Category: A Song of Ice and Fire & Related Fandoms, A Song of Ice and Fire - George R. R. Martin, Game of Thrones (TV)
Genre: Angst, Child Death, Dany's head is not a nice place to be rn, Emotional Hurt, Episode s08e05 The Bells, F/M, Grief/Mourning, Or Healthy, PLEASE UNDERSTAND I am purposefully making her an unreliable narrator, POV Daenerys Targaryen, Reflection, Trauma, and does not have a safe or healthy outlet to cope with her grief, and is also not entirely sane, and so her response is not safe, but not really, if death and loss trigger you please be careful, just mentioned jonerys, not jonerys centric, she is going through a LOT obvi, she is not thinking of things rationally in this, sort of mad Dany
Language: English
Status: Completed
Published: 2020-08-12
Updated: 2020-08-12
Packaged: 2021-03-06 00:21:44
Rating: Not Rated
Warnings: Major Character Death
Chapters: 1
Words: 2,468
Publisher: archiveofourown.org
Story URL: https://archiveofourown.org/works/25854283
Author URL: https://archiveofourown.org/users/Raegaryen/pseuds/Raegaryen
Summary: Jon. Every thought of him chilled her. Once, thinking of him felt like sitting in the shade of a lemon tree and a young Viserys, before the madness and the hate took him, braiding flowers into dainty crowns on their heads. Like imagining shapes in clouds and laughing in soft grass. Like peace. Like the only home she’d ever known and thought she’d never have again.But now it was different.
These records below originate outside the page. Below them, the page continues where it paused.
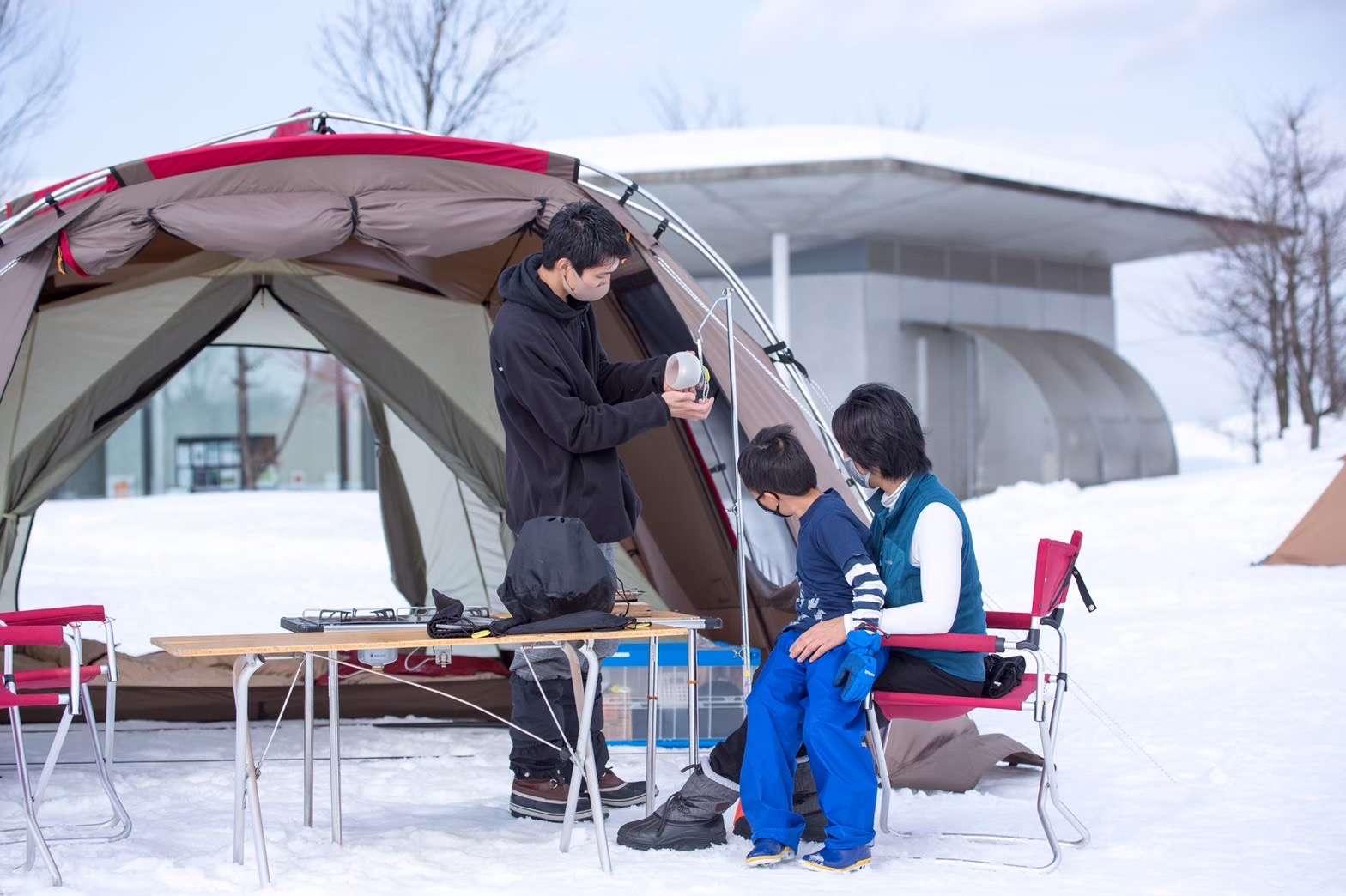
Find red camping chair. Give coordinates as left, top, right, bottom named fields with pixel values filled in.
left=867, top=531, right=1094, bottom=870
left=0, top=605, right=130, bottom=868
left=0, top=604, right=117, bottom=770
left=0, top=626, right=87, bottom=887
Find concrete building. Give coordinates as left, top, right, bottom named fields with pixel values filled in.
left=552, top=126, right=1218, bottom=496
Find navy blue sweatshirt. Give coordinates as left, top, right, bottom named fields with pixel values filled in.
left=491, top=254, right=669, bottom=543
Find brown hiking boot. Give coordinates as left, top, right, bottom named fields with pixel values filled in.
left=509, top=778, right=605, bottom=822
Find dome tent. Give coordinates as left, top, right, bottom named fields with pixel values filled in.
left=0, top=113, right=858, bottom=710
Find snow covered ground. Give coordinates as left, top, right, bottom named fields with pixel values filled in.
left=0, top=414, right=1346, bottom=896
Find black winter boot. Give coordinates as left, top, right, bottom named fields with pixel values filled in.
left=616, top=767, right=739, bottom=851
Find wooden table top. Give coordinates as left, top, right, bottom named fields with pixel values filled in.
left=149, top=605, right=701, bottom=657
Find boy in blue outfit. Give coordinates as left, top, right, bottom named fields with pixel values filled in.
left=739, top=427, right=887, bottom=872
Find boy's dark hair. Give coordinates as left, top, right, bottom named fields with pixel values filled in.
left=543, top=202, right=631, bottom=273
left=832, top=382, right=930, bottom=479
left=739, top=424, right=818, bottom=496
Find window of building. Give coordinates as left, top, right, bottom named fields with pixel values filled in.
left=176, top=436, right=276, bottom=491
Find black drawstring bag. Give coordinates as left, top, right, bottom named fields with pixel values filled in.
left=498, top=517, right=616, bottom=623
left=981, top=654, right=1028, bottom=699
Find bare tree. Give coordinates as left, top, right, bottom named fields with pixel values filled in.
left=319, top=0, right=561, bottom=135
left=1194, top=100, right=1346, bottom=448
left=645, top=76, right=746, bottom=130
left=0, top=0, right=74, bottom=194
left=233, top=346, right=261, bottom=491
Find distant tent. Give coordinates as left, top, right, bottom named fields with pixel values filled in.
left=1263, top=457, right=1346, bottom=566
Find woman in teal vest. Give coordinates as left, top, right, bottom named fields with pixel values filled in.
left=794, top=384, right=986, bottom=683
left=616, top=384, right=986, bottom=849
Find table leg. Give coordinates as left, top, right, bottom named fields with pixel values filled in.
left=234, top=654, right=270, bottom=887
left=645, top=638, right=659, bottom=818
left=578, top=640, right=612, bottom=873
left=687, top=628, right=701, bottom=766
left=561, top=642, right=603, bottom=853
left=327, top=650, right=341, bottom=844
left=561, top=640, right=612, bottom=872
left=304, top=652, right=313, bottom=827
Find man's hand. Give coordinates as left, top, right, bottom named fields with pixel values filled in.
left=664, top=390, right=715, bottom=420
left=832, top=628, right=883, bottom=704
left=790, top=616, right=846, bottom=663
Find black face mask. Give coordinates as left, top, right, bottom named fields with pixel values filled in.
left=756, top=491, right=790, bottom=519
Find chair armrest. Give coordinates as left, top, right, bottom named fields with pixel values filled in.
left=883, top=635, right=1005, bottom=654
left=986, top=611, right=1033, bottom=631
left=0, top=604, right=107, bottom=626
left=0, top=626, right=66, bottom=647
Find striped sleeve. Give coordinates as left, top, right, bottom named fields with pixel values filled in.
left=843, top=554, right=888, bottom=628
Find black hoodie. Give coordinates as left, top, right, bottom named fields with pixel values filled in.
left=491, top=254, right=669, bottom=543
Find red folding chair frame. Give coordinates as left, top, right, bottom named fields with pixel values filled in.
left=0, top=607, right=132, bottom=885
left=865, top=531, right=1093, bottom=872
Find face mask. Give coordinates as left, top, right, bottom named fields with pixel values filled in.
left=841, top=457, right=874, bottom=488
left=561, top=264, right=607, bottom=301
left=756, top=491, right=790, bottom=519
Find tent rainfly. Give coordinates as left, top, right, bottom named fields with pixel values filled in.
left=1263, top=457, right=1346, bottom=566
left=0, top=113, right=865, bottom=678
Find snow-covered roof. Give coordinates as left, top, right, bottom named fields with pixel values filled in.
left=545, top=125, right=1238, bottom=263
left=547, top=125, right=1210, bottom=209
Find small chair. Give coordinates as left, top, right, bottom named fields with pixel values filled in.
left=0, top=605, right=132, bottom=868
left=0, top=604, right=117, bottom=768
left=0, top=626, right=80, bottom=887
left=867, top=531, right=1094, bottom=872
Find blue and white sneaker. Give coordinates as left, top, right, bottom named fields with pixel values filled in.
left=803, top=846, right=870, bottom=873
left=744, top=837, right=794, bottom=868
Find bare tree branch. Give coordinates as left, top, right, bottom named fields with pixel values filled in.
left=0, top=0, right=74, bottom=194
left=318, top=0, right=561, bottom=135
left=1194, top=92, right=1346, bottom=448
left=645, top=76, right=747, bottom=130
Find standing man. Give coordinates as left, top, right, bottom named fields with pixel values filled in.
left=491, top=202, right=712, bottom=822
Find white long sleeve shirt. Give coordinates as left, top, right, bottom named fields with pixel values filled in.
left=846, top=483, right=962, bottom=635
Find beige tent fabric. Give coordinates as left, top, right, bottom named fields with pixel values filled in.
left=883, top=716, right=1042, bottom=794
left=1263, top=457, right=1346, bottom=566
left=0, top=245, right=54, bottom=396
left=0, top=277, right=254, bottom=514
left=365, top=394, right=429, bottom=604
left=270, top=275, right=506, bottom=506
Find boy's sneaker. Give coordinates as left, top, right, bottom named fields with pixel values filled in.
left=744, top=837, right=794, bottom=868
left=509, top=778, right=607, bottom=822
left=803, top=846, right=870, bottom=873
Now, seeing him was seeing Missandei in chains and hearing Grey Worm cry. It was the feel of her back hitting packed snow, dead hands clawing over her body and ripping at her hair. The sorrow in Jorah’s eyes as he tried to speak through the blood in his mouth. The sight of her children falling from the sky.---A quick look into Dany's mind while King's Landing burns
Relationships: Jon Snow/Daenerys Targaryen
Comments: 20
Kudos: 16





	Strangled by Your Memory

**Author's Note:**

> Ok so I've had this mostly done since about a week after GOT ended, but I never finished or it actually thought about posting it. But now, I'm in a better part of my life where writing feels less like torture and more like something I love again, so yay!!! You can (hopefully) be expecting me to start posting a lot of stuff soon. I have a ton of half finished pieces that I never thought I'd share hidden away in my google drive, but now I want to show it to other people and see what they think!  
> This is my first Dany piece, and I honestly don't know how I feel :/// I have loved Dany with all my heart for years, and I will never not be mad about how the show ended. this isn't meant as a justification for her actions or her shitty plot line in the last season, but I just wanted to kind of get into her head for a bit, cause D&D let her say v little in the last season so...  
> I'm also pissed of how other characters turned out and were changed. Jon, Sansa, Arya, Tyrion, Jaime, Gendry, Cersei, and others were all mutilated and I'm still pissed. However, this fic is not about them, so I stuck to the shitty show characterization :p  
> Anyway! I'll stop talking now. I really hope people like this?? If you do, please leave a kudos or a comment and validate my need for attention :)))
> 
> \--Rae

Something burned in her throat, something angry and acidic. It choked her, tightening in her chest until her heart roared in pain and her eyes stung with tears. She yelled and yelled and yelled, screaming into the sky from atop Drogon, unleashing her pain into the sky just as her son spewed his fire over the city. Missandei’s last word echoed in her mind, louder each time until it rang in time with the clanging of those damned bells.  _ Missandei.  _ Daenerys saw the flash of a sword, heard a wet slice, watched a halo of curls fall, fall, fall. She screamed again.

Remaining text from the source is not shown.